Building on this theme, Professor Stratton talked of two extremes – in the first, every cancer with a different genetic signature is a unique form of the disease, which will require separate studies, trials and treatments.
In the second possible scenario, these hundreds of different genetic variations can be grouped into a smaller number of clinically similar types – a much more manageable and less daunting scenario. But which of these reflects reality?
Stratton feels it’s is likely to lie somewhere in between these extremes, but quite where we don’t know. He evidently intends to find out.

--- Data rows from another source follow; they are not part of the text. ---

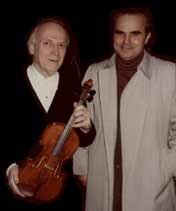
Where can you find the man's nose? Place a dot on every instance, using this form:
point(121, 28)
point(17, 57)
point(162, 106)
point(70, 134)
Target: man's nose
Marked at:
point(55, 50)
point(126, 39)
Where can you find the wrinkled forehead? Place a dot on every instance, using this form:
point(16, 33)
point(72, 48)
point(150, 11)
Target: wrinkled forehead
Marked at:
point(130, 22)
point(51, 30)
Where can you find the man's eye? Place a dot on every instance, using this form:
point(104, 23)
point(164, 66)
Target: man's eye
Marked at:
point(46, 43)
point(62, 45)
point(118, 32)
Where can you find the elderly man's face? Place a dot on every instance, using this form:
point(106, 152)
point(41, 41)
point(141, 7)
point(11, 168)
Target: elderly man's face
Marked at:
point(50, 48)
point(130, 35)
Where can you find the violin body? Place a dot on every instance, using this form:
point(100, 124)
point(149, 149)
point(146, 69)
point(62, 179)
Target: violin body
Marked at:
point(42, 174)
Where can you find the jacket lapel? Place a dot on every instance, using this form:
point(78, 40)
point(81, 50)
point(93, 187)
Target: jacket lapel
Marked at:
point(108, 98)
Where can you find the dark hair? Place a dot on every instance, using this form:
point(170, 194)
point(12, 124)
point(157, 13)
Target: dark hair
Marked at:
point(145, 11)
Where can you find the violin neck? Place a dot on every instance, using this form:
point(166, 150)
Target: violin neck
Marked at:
point(66, 132)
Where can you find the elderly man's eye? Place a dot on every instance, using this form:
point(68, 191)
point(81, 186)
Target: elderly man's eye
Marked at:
point(62, 45)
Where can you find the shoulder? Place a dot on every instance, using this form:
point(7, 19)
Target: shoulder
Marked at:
point(163, 63)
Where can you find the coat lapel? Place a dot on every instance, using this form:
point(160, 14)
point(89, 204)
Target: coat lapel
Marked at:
point(108, 98)
point(134, 106)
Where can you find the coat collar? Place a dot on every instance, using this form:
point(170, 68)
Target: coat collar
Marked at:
point(143, 66)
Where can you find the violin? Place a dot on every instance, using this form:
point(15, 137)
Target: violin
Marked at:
point(43, 173)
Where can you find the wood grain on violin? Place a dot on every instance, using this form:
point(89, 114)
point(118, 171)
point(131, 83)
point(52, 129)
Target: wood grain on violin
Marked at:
point(43, 173)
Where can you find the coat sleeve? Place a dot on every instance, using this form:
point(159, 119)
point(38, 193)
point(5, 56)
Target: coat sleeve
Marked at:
point(171, 153)
point(80, 158)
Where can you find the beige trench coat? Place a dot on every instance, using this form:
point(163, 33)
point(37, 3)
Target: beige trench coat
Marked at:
point(148, 134)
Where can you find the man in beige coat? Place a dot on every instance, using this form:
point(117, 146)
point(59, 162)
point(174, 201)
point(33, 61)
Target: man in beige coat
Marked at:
point(141, 126)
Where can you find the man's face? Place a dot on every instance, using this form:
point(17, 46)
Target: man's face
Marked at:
point(130, 35)
point(49, 48)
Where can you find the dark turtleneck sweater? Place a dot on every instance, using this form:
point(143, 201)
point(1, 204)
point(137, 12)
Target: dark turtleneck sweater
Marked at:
point(125, 70)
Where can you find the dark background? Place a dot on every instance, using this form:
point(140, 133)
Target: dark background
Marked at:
point(90, 23)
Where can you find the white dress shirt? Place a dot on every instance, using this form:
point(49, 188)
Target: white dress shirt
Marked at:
point(44, 87)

So that brings us to the end of our daily conference summaries. Every year’s conference brings new revelations, and a feeling of incremental but substantial progress – and this year was no different. Although there was a shortage of truly ‘blockbuster’ announcements, there was a real sense that slowly but surely, a new age of more personalised, tailored cancer treatment is arriving.
But as Professor Stratton’s closing talk reminded us, for all the promise of this new era, there’s still so much more to know and understand about what makes cancer tick.
Needless to say, the UK’s thriving research community will take up this challenge and help find out. We look forward to what next year’s conference will bring, and wish the doctors, nurses, researchers and others all the best in the meantime.